$\sqrt{x^2}=|x|$ or $\sqrt{x^2}=x$ in an indefinite integral

Question

Question:

Find the following integral: $\int{\sqrt{1+\cos(x)}}dx$

My attempt:

$$\int{\sqrt{1+\cos(x)}}dx$$

$$=\int{\sqrt{2\cos^{2}\frac{x}{2}}}dx$$

$$=\int{\sqrt{2}\ \left|\cos\frac{x}{2}\right|}dx$$

$$=\sqrt{2}\int{\left|\cos\frac{x}{2}\right|}dx\tag4$$

$$=\sqrt{2}\int{\pm\cos\frac{x}{2}}dx$$

$$=\pm\sqrt{2}\int{\cos\frac{x}{2}}dx$$

$$=\pm2\sqrt{2}\sin\frac{x}{2}+C$$

My book's attempt:

$$\int{\sqrt{1+\cos(x)}}dx$$

$$=\int{\sqrt{2\cos^{2}\frac{x}{2}}}dx$$

$$=\int{\sqrt{2}\cos\frac{x}{2}}dx$$

$$=\sqrt{2}\int{\cos\frac{x}{2}}dx$$

$$=2\sqrt{2}\sin\frac{x}{2}+C$$

Basically, my book didn't put $\pm$ sign, while I did.

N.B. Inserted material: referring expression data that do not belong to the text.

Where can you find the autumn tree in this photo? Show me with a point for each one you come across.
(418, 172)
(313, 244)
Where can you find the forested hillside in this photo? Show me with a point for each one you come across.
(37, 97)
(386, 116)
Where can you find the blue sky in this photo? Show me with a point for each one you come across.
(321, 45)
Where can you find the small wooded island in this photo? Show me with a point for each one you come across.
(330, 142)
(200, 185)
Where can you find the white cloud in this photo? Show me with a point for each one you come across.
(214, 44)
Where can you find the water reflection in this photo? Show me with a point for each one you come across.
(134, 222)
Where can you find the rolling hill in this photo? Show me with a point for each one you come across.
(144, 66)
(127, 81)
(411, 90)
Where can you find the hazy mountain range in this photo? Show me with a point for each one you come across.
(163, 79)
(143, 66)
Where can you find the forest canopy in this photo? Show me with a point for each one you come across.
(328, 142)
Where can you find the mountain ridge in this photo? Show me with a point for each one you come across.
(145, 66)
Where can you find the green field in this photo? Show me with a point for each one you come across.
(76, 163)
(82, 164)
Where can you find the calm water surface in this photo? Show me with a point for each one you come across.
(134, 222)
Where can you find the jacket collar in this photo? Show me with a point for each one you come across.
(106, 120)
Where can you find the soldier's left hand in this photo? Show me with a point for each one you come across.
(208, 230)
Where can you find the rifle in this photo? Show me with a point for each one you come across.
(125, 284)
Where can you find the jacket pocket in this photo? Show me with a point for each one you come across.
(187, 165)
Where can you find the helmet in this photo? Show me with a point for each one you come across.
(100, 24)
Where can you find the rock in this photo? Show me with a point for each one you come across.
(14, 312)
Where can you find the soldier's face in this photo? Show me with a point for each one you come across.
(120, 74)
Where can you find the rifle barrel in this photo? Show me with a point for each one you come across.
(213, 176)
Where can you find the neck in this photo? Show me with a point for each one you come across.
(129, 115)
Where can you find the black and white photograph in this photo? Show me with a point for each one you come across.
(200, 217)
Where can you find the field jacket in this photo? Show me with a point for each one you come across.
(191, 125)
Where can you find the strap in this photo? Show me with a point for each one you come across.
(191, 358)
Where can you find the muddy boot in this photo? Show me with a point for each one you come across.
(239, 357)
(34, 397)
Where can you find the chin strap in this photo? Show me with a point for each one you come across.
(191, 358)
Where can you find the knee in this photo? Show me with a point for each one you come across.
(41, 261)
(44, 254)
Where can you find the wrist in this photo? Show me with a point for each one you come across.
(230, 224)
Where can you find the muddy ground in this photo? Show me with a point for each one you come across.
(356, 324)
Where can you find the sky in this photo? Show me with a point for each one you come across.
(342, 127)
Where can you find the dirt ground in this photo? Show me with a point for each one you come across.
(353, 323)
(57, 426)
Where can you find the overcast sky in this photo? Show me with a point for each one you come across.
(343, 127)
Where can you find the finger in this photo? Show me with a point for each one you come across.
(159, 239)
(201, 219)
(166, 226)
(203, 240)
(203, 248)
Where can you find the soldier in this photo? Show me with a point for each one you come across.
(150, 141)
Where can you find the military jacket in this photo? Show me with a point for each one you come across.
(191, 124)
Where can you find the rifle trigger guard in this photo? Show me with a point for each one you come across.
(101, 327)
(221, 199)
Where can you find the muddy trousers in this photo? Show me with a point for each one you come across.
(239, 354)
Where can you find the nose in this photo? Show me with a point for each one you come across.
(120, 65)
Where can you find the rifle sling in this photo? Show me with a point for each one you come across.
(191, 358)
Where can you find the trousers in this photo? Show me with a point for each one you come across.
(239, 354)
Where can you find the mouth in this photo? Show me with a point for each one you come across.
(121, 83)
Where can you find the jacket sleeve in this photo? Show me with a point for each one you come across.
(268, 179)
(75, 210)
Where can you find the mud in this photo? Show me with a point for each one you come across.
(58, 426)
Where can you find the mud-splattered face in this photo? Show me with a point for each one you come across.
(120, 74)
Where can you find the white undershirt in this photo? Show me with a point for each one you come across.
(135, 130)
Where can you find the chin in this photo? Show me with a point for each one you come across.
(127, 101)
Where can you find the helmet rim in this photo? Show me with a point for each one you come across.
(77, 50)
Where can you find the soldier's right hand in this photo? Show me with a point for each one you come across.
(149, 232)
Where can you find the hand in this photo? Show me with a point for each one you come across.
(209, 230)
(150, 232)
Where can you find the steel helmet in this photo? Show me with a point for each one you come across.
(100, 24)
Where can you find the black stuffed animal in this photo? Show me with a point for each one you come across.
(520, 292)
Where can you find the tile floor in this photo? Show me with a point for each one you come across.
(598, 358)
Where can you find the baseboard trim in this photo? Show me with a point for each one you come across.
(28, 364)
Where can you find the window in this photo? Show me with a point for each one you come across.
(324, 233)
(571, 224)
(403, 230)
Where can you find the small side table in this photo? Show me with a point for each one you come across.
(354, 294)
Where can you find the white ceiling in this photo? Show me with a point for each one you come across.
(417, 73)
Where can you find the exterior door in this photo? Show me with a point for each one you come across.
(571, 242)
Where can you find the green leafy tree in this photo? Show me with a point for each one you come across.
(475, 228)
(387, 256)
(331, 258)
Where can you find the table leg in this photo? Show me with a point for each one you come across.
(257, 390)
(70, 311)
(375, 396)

My book did this essentially: $\sqrt{x^2}=x$, while I did this: $\sqrt{x^2}=|x|$. Is my process more correct?

Answer 1

1. $(y=|x|)$ is universally equivalent not to $(y=\pm x),$ but to $(y=\pm x \;\;\text{and}\;\; y\ge0),$ so $|x|$ and $\pm x$ are not mutually substitutable.
2. $$\int_0^{2\pi}{\left|\cos\frac{x}{2}\right|}\,\mathrm dx = 4,$$ but $$\pm\int_0^{2\pi}{\cos\frac{x}{2}}\,\mathrm dx=0= \int_0^{2\pi}{\cos\frac{x}{2}}\,\mathrm dx.$$

The correct way to continue from line $(4)$ is to split up the integral such that each of the integrand's $x$-intercepts is a limit of integration.